2015年6月18日木曜日

雑詠の選

毎日、数十枚の雑詠の投句が届く。会費の振込は月初に集中するが、雑詠の投句はまちまちだ。早い人になると配本の翌日には届く。当たり前かもしれないが、上級者ほど早く届く。逆に、遅い人は期限ぎりぎりに速達で届く。このような人は、句を練りに練って送って来られるのだろうが、びっくりするような良い句は少ない。少しでも前の方に、と思うのは人情だろうが、ぎりぎりに送って来られても、原則到着の順番に並ぶ事になる。少しでも早くお出しになる事である。
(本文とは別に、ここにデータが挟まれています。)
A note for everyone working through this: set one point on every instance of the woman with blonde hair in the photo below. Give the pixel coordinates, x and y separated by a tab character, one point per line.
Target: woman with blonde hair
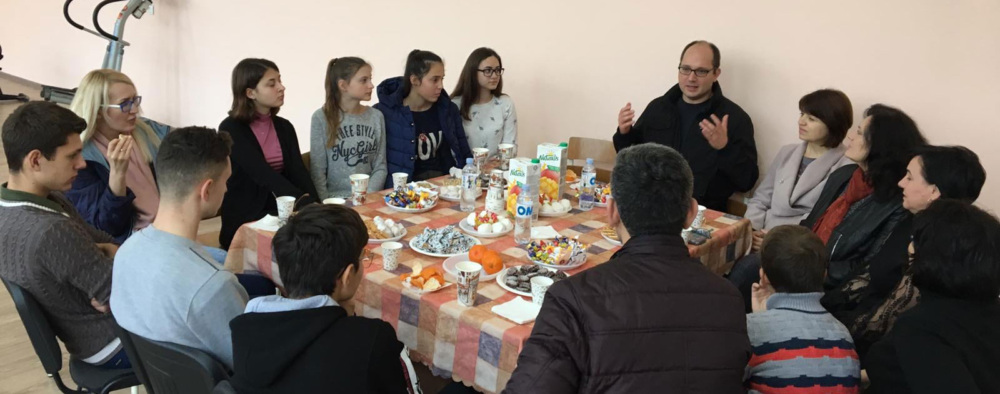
116	192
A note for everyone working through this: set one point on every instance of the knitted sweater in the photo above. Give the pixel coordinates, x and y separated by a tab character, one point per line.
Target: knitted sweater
47	248
798	347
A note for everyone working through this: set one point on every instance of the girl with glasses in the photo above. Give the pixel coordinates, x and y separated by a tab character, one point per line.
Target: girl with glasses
488	115
116	192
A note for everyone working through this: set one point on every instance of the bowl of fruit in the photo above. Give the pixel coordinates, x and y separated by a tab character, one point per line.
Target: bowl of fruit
486	224
412	199
561	253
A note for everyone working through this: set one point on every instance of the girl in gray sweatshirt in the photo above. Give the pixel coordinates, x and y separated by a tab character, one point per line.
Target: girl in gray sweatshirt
346	137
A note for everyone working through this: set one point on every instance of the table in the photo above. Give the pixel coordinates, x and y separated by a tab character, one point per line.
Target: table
472	344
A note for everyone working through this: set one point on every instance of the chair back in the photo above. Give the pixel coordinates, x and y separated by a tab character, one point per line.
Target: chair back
169	368
36	323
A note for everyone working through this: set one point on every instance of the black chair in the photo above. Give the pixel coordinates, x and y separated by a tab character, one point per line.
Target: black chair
89	378
167	368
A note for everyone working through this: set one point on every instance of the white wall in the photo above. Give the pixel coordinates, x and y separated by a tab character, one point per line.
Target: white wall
570	65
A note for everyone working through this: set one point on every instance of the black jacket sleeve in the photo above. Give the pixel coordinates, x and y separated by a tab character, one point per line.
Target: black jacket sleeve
738	160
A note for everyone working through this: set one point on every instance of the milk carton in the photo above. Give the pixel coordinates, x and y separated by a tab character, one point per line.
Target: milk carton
554	157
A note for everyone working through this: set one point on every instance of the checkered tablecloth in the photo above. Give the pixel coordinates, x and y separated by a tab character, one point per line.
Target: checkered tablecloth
472	344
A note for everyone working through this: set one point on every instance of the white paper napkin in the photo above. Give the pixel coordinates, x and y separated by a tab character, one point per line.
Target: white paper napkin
267	223
543	232
517	310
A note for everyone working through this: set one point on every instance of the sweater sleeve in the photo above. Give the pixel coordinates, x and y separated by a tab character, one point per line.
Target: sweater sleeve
760	203
546	364
379	170
99	207
738	160
317	154
386	374
217	302
71	257
509	123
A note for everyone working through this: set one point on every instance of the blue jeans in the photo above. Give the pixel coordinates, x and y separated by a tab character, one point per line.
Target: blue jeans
118	361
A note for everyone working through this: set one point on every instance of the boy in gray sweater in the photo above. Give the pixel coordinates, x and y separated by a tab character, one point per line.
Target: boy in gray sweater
45	246
166	287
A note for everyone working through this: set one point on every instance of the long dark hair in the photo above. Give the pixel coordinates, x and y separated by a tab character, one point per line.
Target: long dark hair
246	75
892	138
418	63
342	68
468	82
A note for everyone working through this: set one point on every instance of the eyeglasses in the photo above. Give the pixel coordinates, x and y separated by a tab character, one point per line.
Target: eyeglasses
367	256
126	106
701	72
490	71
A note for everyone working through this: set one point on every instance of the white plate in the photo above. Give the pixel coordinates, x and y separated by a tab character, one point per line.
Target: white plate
475	240
411	210
422	291
500	281
554	214
449	267
458	199
378	241
467	228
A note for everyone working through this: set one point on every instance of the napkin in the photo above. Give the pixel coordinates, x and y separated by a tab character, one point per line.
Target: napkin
517	310
543	232
267	223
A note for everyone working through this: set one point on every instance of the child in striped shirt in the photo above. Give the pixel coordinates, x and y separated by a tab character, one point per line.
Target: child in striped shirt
797	346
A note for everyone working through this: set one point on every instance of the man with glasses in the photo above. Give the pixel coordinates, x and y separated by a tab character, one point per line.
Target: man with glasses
310	341
713	133
165	286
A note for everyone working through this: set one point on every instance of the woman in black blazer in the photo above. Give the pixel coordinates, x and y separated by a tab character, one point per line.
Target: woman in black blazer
948	342
265	157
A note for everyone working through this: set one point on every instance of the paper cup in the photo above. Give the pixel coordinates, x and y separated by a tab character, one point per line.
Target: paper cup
335	201
390	255
539	285
285	206
399	179
468	282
雑詠選なのだから予め作っておいて、翌月号が届いたらその日の内に書いて投函する。こうすれば、上級者の次くらいには顔を出すことが出来る。提出する句を、その月になって詠んでいるようでは、後塵を拝することになる。ホトトギス誌の「雑詠」や「天地有情」への投句は、本が届くのを待って、その日の内に投函している。ポストの投函時刻に間に合わなかったら本局へ車で走る。それでも、東京やその近郊の方とは1日のハンデがあるのだ。

「九年母」5月号に『雑詠の選について』という一文を掲載し、選の厳選化に対する事情説明をして理解を求めた。その一文に、私の選の基準を、併せて発表した。それは、次の通りである。

        ①詩情があるか
        ②季題が十分に働いているか
        ③表現が適切か
        ④文語の使用が正しいか

「NHK俳句」7月号に、稲畑汀子先生の随想『選句という大事』第4回が掲載されているが、先生はその中で、「俳句は短い詩である。季題を詠む詩である。言葉で表現していない余韻の中に、作者の本意を汲み取り、作者と同じ感動を味わうことができるのが名句なのだろう。」と述べられている。

作者と共に詩を共感し、善意を以て選に当たるのが私の務めであると思う。